Ini potret mereka pas kelas dua. Kiki jelas sudah lebih akrab dengan Rica sekarang. Dia juga berubah jadi anak yang mulai bisa percaya diri, bahkan pernah berani bicara di depan kelas untuk membacakan sebuah puisi.

Rumah yang berdekatan membuat mereka juga sering bertemu di luar sekolah, meski Kiki jarang main karena habis sekolah dia biasanya mengaji. Ada beberapa momen ketidaksengajaan dari pertemuan kedua orang tua yang membuat Kiki dan Rica akhirnya makin akrab.

"Kiki, aku bakal pindah, lho! Katanya papaku pindah kerja ke Jakarta," ucap Rica di suatu siang yang terik. Dia dan Kiki sedang makan bareng di bawah pohon rindang bertemankan tiupan angin yang menyejukkan.

"Kok, mendadak?" Kiki jelas tak bisa menyembunyikan ekspresi kekecewaannya.

"Gak tahu, Papa juga baru bilang tadi malam," jawab Rica jujur. Kemudian, dia melahap sepotong sosis goreng.

"Yah ...." Kiki menunduk dalam, nafsu makannya hilang begitu saja. Mendadak hatinya diliputi kesedihan yang membuat kedua matanya terasa panas.

"Ih, masa Kiki nangis?" kata Rica kaget.

"Soalnya ... cuma Rica teman baikku," jawab Kiki sambil mengusap bulir air matanya yang mulai berjatuhan.

Mendengarnya, Rica juga jadi ikutan sedih. Dia memang banyak teman di sekolah karena sifatnya yang mudah akrab, tetapi Kiki tuh ada di level berbeda sendiri. Kiki yang dikenalnya sejak TK, Kiki yang pemalu dan pendiam, Kiki yang gembil menggemaskan ....

"Kan, kita tetep temenan," ujar Rica, berusaha menghibur Kiki dan dirinya. Dia juga jadi kepikiran akan nasib persahabatan mereka ke depannya.

"Tapi ... kamu akan ke sini lagi, kan?" tanya Kiki penuh harap.

"Hmmm ... mungkin ...." Rica menjawab ragu.

Sebenarnya saat mendengar kabar bahwa orang tuanya akan pindah ke Jakarta, Rica merasa senang karena itu artinya dia akan mendapat banyak rekan baru. Namun, kalau menyangkut Kiki, dia juga jadi merasa berat.
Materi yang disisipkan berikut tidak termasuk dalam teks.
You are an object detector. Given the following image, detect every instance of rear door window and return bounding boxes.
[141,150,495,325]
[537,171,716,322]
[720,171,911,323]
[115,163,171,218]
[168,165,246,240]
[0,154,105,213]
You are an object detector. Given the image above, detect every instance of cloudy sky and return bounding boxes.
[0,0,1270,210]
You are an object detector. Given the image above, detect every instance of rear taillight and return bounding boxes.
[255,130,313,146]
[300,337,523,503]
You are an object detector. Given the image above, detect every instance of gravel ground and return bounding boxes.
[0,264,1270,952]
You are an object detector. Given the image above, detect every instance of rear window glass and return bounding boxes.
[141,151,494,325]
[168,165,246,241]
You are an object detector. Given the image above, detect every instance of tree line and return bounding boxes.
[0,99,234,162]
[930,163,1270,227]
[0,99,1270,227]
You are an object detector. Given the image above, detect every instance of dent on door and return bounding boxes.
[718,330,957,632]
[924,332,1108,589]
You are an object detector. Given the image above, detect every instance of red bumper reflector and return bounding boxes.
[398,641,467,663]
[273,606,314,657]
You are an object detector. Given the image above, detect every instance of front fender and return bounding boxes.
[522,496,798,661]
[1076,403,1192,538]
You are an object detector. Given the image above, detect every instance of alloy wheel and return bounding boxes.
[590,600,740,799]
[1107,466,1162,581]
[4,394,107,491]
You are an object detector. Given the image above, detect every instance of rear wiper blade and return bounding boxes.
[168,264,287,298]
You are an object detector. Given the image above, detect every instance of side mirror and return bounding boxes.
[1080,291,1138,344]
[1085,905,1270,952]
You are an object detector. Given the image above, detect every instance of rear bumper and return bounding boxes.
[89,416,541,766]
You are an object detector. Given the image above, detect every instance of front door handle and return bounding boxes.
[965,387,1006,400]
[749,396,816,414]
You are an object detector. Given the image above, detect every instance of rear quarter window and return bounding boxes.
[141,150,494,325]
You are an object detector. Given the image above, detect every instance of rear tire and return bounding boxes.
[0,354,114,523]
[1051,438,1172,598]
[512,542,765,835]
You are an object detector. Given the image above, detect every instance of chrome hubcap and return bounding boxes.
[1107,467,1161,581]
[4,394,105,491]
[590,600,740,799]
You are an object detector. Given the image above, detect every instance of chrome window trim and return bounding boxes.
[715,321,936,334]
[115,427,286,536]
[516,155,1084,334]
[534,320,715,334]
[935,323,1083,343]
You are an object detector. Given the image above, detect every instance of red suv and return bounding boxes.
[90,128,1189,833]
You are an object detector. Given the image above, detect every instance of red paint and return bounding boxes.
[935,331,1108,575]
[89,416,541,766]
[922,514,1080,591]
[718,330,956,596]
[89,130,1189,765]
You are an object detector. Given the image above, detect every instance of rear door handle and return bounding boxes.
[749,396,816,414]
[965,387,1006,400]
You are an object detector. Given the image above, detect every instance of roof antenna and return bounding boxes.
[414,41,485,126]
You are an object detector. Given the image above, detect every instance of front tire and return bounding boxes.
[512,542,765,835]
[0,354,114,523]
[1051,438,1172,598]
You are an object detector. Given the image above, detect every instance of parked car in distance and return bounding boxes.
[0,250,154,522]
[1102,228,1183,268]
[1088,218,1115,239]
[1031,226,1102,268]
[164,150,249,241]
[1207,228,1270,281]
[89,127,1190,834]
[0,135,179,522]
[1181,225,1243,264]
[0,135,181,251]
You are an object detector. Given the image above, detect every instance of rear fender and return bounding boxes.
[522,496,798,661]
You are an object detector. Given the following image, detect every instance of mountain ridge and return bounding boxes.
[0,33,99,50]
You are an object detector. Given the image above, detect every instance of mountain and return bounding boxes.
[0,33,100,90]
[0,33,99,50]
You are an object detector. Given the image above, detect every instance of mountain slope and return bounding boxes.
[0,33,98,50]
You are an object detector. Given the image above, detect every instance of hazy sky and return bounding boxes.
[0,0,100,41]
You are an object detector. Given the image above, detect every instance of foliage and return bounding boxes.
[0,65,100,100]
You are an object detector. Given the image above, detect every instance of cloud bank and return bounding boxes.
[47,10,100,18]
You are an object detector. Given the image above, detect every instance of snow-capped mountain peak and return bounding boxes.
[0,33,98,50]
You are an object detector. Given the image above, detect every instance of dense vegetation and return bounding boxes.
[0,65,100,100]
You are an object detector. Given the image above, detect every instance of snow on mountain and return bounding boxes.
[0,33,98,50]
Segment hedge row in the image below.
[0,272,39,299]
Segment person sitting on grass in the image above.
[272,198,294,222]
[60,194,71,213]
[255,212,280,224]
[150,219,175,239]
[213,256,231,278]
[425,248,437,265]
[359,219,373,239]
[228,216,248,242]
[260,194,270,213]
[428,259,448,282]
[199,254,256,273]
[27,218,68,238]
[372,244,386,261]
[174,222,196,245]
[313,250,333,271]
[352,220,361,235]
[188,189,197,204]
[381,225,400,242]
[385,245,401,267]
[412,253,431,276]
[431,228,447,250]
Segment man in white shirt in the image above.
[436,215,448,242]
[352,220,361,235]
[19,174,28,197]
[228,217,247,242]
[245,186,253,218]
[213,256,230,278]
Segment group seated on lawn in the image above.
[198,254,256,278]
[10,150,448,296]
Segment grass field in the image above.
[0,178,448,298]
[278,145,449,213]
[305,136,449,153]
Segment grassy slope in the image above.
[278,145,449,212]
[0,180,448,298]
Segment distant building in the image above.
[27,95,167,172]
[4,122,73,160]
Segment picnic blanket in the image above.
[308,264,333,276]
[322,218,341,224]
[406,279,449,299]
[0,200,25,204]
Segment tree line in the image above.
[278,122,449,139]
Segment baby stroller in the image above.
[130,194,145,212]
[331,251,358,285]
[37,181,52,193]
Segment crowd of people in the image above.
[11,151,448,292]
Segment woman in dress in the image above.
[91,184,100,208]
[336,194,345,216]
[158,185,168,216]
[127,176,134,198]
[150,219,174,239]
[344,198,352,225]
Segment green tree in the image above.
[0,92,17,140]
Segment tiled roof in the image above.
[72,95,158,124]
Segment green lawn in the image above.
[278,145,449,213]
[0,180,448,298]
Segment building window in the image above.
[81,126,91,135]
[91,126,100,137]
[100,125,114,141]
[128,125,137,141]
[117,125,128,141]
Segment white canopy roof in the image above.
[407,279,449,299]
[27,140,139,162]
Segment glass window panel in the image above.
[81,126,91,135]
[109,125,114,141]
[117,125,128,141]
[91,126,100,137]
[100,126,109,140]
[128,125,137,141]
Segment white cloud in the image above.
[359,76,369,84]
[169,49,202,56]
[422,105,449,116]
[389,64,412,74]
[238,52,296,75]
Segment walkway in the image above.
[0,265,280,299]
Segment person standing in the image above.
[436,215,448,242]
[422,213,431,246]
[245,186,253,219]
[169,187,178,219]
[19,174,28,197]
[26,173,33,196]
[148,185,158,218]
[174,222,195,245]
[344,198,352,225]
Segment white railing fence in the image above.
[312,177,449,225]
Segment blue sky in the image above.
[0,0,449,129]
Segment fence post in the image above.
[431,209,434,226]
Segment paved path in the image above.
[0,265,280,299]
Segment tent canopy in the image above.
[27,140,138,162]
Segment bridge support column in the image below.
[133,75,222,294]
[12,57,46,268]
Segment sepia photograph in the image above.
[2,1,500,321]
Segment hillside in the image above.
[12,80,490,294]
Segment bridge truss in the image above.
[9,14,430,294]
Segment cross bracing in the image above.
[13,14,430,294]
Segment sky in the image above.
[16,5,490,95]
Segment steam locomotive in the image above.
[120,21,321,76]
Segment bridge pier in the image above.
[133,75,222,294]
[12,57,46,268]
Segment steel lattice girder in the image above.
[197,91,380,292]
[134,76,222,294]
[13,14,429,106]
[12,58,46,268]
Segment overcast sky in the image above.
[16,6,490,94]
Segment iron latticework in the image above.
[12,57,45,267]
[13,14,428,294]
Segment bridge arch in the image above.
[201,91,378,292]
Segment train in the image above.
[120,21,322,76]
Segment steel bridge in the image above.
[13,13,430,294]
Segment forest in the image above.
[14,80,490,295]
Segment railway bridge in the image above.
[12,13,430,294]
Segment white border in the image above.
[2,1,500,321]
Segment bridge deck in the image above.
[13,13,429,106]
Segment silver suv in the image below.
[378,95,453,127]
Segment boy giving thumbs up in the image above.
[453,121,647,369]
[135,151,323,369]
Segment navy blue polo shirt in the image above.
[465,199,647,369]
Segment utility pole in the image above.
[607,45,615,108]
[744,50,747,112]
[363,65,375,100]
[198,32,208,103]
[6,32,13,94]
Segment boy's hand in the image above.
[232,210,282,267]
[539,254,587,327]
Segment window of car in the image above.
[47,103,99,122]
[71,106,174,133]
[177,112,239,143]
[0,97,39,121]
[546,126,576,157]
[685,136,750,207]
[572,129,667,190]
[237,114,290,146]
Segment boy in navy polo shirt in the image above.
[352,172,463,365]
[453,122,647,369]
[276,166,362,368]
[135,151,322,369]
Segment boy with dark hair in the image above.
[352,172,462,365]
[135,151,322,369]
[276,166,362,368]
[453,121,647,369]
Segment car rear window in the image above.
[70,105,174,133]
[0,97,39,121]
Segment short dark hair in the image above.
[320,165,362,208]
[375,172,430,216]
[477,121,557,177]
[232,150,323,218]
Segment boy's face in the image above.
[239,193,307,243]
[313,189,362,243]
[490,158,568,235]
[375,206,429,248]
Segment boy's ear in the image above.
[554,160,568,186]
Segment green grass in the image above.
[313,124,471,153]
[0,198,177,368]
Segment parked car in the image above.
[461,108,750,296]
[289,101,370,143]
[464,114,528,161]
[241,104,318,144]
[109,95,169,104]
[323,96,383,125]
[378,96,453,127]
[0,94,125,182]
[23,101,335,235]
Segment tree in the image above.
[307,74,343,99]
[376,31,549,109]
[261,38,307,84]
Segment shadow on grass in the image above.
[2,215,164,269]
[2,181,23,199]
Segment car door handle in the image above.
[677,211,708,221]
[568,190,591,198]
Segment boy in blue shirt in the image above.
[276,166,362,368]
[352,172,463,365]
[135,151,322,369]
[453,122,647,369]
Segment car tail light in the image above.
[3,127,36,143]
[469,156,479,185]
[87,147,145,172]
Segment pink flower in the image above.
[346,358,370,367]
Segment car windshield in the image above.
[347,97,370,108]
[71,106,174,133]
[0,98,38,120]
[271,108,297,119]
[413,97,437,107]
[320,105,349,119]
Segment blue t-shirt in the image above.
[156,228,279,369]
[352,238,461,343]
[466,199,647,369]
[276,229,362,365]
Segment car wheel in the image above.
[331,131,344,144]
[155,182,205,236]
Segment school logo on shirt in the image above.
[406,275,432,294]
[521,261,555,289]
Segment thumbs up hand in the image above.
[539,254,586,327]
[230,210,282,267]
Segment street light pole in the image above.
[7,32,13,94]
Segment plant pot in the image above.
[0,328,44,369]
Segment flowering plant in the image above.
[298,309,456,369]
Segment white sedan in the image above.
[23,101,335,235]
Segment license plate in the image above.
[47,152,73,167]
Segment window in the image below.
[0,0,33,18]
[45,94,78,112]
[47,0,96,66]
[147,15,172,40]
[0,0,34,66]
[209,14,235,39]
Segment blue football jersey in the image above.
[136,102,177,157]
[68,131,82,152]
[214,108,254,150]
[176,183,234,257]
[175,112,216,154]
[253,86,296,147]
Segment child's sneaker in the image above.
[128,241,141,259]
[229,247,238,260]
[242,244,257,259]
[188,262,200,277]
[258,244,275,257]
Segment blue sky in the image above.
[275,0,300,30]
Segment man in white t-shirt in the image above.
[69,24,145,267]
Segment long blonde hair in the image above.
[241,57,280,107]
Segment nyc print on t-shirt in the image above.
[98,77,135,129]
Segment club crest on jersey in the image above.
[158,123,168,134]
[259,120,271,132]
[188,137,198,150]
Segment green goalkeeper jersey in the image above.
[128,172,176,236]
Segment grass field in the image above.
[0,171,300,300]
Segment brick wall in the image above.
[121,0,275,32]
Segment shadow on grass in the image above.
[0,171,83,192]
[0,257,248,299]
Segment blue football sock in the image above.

"Sini peluk!" pinta Rica sambil merentangkan tangan.

Kiki mendekat dan masuk ke pelukannya.

"Jangan lupain aku, ya!" pinta Kiki di sela tangisnya.

"Gak bakal," jawab Rica yang ikut menangis. "Kalau perlu, aku juga jaga hati aku buat kamu."

"Kok gitu?" tanya Kiki tak mengerti.

"Soalnya Kiki itu cowok yang paling ganteng dan keren buat Rica," jawab Rica.

Perkataan itu jelas saja membuat hati Kiki berbunga-bunga. Rica memang selalu memujinya. Rica memang teman terbaiknya.